Fit Quest: Finding the Perfect Fitness Wearable

Fit Quest: Finding the Perfect Fitness Wearable

Those that read this column regularly know that I’m a fan of the Microsoft Band and have been wearing one on my wrist since the secretive launch of the 1st generation. Now on Band 2, I’ve personally found that the Microsoft’s foray into the fitness device world has produced one of the most consistently accurate devices available. That’s not to say it’s prefect by any means, or that it might absolutely be the best one available. But, I’m sure we’re all curious.

So, over the next few months, I’ll be comparing most of the fitness wearable offerings in a highly competitive face-off that has real repercussions. What I mean is that I’ll be taking two fitness wearables head-to-head (or wrist-to-wrist) and will stop wearing the loser and retain the winner as my mainstay. This should make it more interesting.

I like to be honest with my testing and reviews. When I talk to people about their choices in fitness devices they will sometimes provide a long list of reasons for their purchase in an effort to justify the disregard for common sense. I’m not that way. I’ll give you the honest pros and cons, often brutally. For example, as a first test I’m currently pitting the Fitbit Blaze against the Microsoft Band 2 and even after just 2 days I’m almost ready to give up due to some serious function gaps and annoyances.

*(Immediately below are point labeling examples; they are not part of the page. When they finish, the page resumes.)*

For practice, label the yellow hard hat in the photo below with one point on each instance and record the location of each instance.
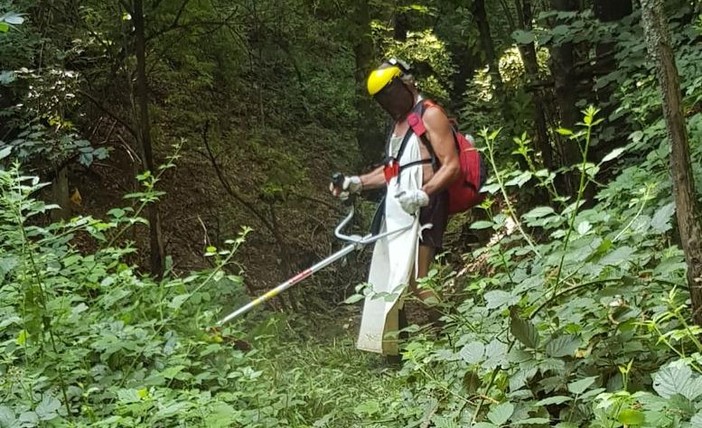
(381, 77)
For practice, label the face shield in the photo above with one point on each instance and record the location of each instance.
(395, 98)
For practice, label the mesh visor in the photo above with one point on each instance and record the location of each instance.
(395, 98)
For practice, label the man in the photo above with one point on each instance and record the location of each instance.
(393, 87)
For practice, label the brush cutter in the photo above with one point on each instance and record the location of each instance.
(355, 242)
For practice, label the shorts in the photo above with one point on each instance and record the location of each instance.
(435, 213)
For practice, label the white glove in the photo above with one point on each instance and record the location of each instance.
(350, 185)
(412, 200)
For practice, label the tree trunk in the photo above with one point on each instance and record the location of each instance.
(688, 211)
(481, 20)
(609, 11)
(370, 140)
(60, 195)
(142, 95)
(565, 82)
(531, 66)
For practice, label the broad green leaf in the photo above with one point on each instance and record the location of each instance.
(500, 414)
(531, 421)
(631, 417)
(523, 330)
(47, 408)
(5, 152)
(12, 18)
(613, 155)
(563, 346)
(556, 399)
(482, 224)
(168, 373)
(539, 212)
(7, 77)
(473, 352)
(498, 298)
(178, 301)
(682, 405)
(696, 420)
(618, 256)
(584, 227)
(677, 378)
(523, 37)
(661, 221)
(354, 298)
(579, 386)
(7, 417)
(520, 180)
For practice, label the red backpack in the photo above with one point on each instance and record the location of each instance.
(464, 193)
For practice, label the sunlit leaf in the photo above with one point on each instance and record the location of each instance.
(580, 386)
(500, 414)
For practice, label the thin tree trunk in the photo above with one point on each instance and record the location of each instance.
(481, 20)
(565, 82)
(370, 140)
(689, 213)
(528, 54)
(142, 95)
(61, 195)
(609, 11)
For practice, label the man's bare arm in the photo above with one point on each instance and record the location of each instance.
(374, 179)
(440, 134)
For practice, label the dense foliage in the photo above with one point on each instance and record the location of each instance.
(573, 311)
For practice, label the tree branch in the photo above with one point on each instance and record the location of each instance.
(233, 193)
(173, 25)
(107, 111)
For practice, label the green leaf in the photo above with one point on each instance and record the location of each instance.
(354, 298)
(500, 414)
(579, 386)
(12, 18)
(618, 256)
(473, 352)
(677, 378)
(47, 408)
(563, 346)
(661, 221)
(498, 298)
(523, 330)
(5, 152)
(584, 227)
(631, 417)
(523, 37)
(482, 224)
(539, 212)
(7, 77)
(696, 420)
(520, 180)
(613, 155)
(178, 301)
(556, 399)
(7, 417)
(531, 421)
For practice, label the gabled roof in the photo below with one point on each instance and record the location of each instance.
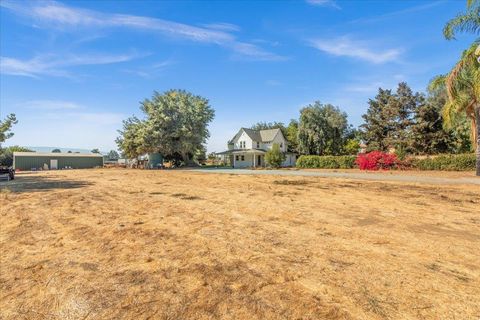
(269, 135)
(258, 135)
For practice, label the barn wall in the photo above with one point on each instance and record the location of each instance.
(37, 162)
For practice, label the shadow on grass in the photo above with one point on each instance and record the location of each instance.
(34, 183)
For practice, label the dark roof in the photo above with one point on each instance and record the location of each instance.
(258, 135)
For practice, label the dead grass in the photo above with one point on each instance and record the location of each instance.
(122, 244)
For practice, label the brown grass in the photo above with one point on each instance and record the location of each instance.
(123, 244)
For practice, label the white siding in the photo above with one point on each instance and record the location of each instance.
(278, 139)
(243, 137)
(248, 162)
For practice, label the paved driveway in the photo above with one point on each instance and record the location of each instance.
(349, 175)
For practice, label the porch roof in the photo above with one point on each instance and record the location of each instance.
(240, 151)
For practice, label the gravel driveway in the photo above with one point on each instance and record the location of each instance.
(349, 175)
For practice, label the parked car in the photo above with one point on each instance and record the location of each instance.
(9, 171)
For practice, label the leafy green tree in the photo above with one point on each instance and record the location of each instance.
(175, 125)
(132, 138)
(292, 136)
(5, 127)
(275, 157)
(389, 119)
(378, 121)
(322, 129)
(6, 154)
(113, 155)
(429, 134)
(469, 21)
(352, 146)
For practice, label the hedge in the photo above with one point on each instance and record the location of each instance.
(453, 162)
(449, 162)
(326, 162)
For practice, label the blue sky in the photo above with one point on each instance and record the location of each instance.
(71, 71)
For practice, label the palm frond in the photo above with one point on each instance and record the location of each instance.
(465, 22)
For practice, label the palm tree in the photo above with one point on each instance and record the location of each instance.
(465, 22)
(462, 84)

Additionally, I categorize fitness wearables into two categories: pedestrian devices and athlete devices. Essentially, pedestrian devices are almost solely focused on step counts whereas an athlete device takes a holistic view of fitness, providing things like guided workouts, tracking of multiple activity types, sleep monitoring, and diet recording. There’s obviously room for both types of devices in the world. However, much of the consumer world will slap on a pedestrian device and believe they’d done enough – that just by wearing a step counter, their lives have been transformed. For some, that absolutely does ring true, but for many, these glorified step counters lead to the same health complacency as before. Pedestrian devices are a good first start, but to continue to improve, consumers need to eventually graduate to devices that match effort and actively encourage progression.

The Band 2 is much closer to an athlete device, so that’s where my focus will be throughout this comparison smack down. The device that wins out doesn’t have to be the most accurate, but needs to help set a good fit baseline and then provide enough data and actionable instructions to improve. The device that stays on my wrist will help me continue to improve and aid me in finding new ways to enhance my fitness abilities. In addition, the backend cloud service must provide integrations with the most popular services and offer detailed reporting.

So, stayed tuned. This should be an interesting ride. And, who knows? There’s a chance I may not be wearing Microsoft Band when the dust settles.